Across town at the Basrah Teaching Hospital, the whimsical rulings of 661
are not so comical. Dr Jawad Al-Ali, the director of oncology, trained
in the UK and a member of the Royal College of Physicians, talked of an
"epidemic" of cancers in southern Iraq. "The number of
cancer cases is doubling every year. So is the severity of the cancers,
and there has been a big increase in cancer among the young," he
said.
Last week he was struggling to treat 20 cancer patients with "a huge
shortage of chemotherapy drugs" and just two days supply of morphine.
"We are crippled," he said, "by Committee 661." The
doctor applied for, but was denied, life-saving machinery ñ deep
X-ray equipment, blood component separators, even needles for biopsies.
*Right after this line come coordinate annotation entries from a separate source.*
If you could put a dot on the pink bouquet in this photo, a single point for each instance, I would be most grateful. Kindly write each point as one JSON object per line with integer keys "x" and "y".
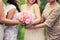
{"x": 25, "y": 17}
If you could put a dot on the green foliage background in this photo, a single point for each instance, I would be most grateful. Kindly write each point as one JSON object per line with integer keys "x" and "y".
{"x": 21, "y": 28}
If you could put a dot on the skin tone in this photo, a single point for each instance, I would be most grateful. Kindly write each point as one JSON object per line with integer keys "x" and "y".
{"x": 37, "y": 13}
{"x": 43, "y": 24}
{"x": 3, "y": 19}
{"x": 52, "y": 3}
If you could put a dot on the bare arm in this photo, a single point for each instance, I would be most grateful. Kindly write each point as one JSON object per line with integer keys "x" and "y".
{"x": 3, "y": 19}
{"x": 37, "y": 14}
{"x": 55, "y": 14}
{"x": 11, "y": 13}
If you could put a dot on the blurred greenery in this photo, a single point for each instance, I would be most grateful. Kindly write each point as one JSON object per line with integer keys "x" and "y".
{"x": 21, "y": 28}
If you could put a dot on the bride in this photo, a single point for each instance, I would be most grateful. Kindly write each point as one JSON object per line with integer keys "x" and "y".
{"x": 33, "y": 7}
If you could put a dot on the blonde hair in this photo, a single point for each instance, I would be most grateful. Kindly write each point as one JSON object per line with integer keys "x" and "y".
{"x": 38, "y": 2}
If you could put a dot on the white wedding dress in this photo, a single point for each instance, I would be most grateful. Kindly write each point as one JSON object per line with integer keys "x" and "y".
{"x": 33, "y": 34}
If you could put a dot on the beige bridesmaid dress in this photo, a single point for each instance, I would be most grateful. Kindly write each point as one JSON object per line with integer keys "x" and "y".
{"x": 33, "y": 34}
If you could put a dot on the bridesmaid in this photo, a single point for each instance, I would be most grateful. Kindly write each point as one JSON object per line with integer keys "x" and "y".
{"x": 49, "y": 7}
{"x": 10, "y": 32}
{"x": 33, "y": 7}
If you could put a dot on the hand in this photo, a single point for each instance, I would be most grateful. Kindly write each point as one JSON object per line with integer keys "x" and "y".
{"x": 27, "y": 26}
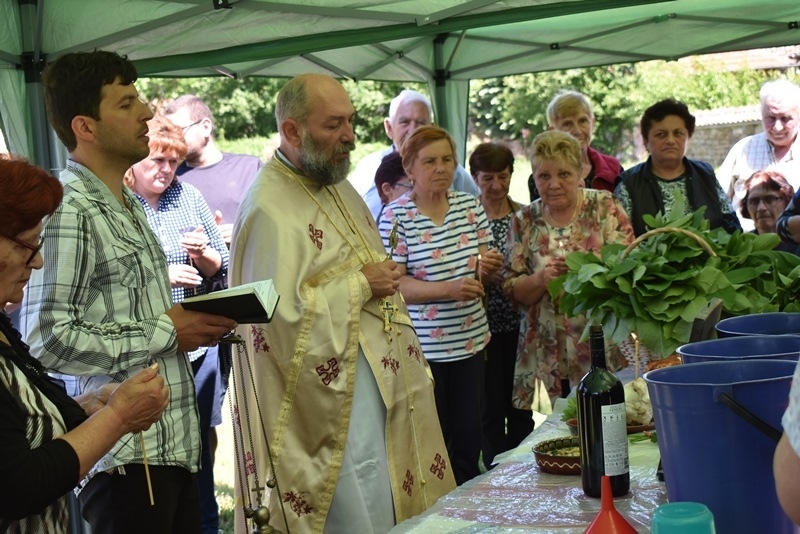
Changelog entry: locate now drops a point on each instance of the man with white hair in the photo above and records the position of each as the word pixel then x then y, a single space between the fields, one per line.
pixel 776 148
pixel 408 111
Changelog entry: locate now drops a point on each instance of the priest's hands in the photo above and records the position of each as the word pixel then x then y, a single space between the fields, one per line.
pixel 139 400
pixel 383 278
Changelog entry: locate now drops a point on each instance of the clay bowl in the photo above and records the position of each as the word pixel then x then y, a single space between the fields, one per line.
pixel 572 424
pixel 553 463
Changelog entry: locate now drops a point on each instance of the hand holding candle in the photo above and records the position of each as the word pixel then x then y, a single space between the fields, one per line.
pixel 488 265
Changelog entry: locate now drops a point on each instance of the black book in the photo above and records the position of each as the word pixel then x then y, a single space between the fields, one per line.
pixel 248 303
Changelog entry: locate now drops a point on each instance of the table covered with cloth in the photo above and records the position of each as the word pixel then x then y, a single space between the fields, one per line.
pixel 516 496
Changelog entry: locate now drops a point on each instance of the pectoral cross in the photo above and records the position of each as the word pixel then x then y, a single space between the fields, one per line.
pixel 393 239
pixel 387 307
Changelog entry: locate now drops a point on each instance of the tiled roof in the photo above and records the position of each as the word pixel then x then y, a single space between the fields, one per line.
pixel 738 115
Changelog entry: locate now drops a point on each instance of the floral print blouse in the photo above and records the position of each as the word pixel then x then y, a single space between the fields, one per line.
pixel 601 220
pixel 448 330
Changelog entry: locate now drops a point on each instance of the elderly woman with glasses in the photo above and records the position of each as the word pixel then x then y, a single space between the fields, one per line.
pixel 443 242
pixel 504 427
pixel 48 440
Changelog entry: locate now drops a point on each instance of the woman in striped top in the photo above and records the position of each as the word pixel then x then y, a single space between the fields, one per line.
pixel 441 236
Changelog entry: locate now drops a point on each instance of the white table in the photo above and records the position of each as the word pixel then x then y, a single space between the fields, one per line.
pixel 516 497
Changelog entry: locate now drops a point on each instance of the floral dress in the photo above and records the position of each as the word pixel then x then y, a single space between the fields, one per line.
pixel 601 220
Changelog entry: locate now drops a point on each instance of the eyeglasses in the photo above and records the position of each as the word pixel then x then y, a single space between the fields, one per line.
pixel 768 200
pixel 34 249
pixel 186 128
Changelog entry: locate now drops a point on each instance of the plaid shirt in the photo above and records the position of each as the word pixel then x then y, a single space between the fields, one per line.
pixel 96 311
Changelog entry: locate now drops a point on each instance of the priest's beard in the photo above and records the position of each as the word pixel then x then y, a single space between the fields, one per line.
pixel 317 162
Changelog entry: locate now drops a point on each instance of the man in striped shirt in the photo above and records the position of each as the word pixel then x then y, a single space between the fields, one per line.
pixel 776 148
pixel 101 309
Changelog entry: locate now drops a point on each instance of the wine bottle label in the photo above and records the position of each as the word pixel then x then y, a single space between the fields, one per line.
pixel 615 439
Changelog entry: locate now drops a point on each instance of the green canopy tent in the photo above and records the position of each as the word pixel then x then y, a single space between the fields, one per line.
pixel 444 43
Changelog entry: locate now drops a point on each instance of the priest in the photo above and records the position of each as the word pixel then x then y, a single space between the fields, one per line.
pixel 336 421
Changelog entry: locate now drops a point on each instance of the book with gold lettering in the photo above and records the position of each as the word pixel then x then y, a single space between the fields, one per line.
pixel 248 303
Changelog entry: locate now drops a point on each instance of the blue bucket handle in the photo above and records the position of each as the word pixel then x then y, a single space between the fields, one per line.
pixel 749 417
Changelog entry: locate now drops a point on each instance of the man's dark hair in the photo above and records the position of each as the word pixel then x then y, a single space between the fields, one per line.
pixel 73 85
pixel 659 111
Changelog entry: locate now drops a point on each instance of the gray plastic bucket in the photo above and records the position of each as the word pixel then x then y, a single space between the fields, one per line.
pixel 742 347
pixel 710 453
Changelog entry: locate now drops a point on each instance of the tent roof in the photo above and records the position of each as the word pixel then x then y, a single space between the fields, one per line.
pixel 394 40
pixel 440 42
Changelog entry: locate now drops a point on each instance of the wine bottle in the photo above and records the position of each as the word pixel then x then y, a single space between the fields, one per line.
pixel 602 430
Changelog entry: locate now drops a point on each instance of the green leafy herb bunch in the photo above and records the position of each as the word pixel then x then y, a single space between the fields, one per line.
pixel 657 286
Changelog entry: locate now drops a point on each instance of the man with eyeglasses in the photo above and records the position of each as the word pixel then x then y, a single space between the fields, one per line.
pixel 12 309
pixel 776 148
pixel 408 111
pixel 222 177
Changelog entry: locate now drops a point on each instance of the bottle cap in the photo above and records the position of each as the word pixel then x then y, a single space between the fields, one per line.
pixel 683 517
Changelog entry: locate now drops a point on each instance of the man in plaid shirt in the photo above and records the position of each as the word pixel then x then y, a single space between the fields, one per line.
pixel 776 148
pixel 102 310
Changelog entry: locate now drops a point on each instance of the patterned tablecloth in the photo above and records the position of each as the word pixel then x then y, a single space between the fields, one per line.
pixel 516 497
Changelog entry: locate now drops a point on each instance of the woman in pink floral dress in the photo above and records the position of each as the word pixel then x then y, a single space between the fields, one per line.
pixel 567 218
pixel 441 234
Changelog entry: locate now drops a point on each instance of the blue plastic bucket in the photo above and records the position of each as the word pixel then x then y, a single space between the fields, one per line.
pixel 760 323
pixel 742 347
pixel 710 454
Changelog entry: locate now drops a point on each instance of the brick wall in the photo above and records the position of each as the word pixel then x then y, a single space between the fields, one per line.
pixel 711 143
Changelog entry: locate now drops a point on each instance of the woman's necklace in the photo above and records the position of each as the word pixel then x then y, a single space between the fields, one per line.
pixel 505 208
pixel 560 230
pixel 548 218
pixel 388 308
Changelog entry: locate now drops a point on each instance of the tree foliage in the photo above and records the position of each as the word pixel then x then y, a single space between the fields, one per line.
pixel 246 108
pixel 500 108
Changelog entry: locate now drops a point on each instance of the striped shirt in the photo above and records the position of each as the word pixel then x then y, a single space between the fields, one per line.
pixel 448 330
pixel 182 209
pixel 43 423
pixel 97 310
All, said 661, could have military use.
Tell that to Mofidah Sabah, the mother of four-year-old Yahia. The little
boy has both leukaemia in relapse and neuroblastoma, a cancer behind the
eye that has bulged and twisted his left eyeball in its socket. Ms Sabah
travels miles every day to sit and cuddle her son on his grubby bed. If
Yahia lived in Birmingham, his chances of survival would not be in much
doubt. But not in Basrah. "I'm afraid he will not live very long,"
Dr Amer whispered.
Ms Sabah said: "I will leave everything to God, but I want God to
revenge those who attacked us." Yahia's illness is not her first brush
with tragedy. She lost 12 members of her family during an Allied bombing
in 1991. Her husband, a soldier, fought in the Gulf war. He is still in
the Iraqi army and has just been reposted, to Qurna, 50 miles north of
Basra and among the contaminated former battlefields. Qurna, according
to legend, was the site of the Garden of Eden.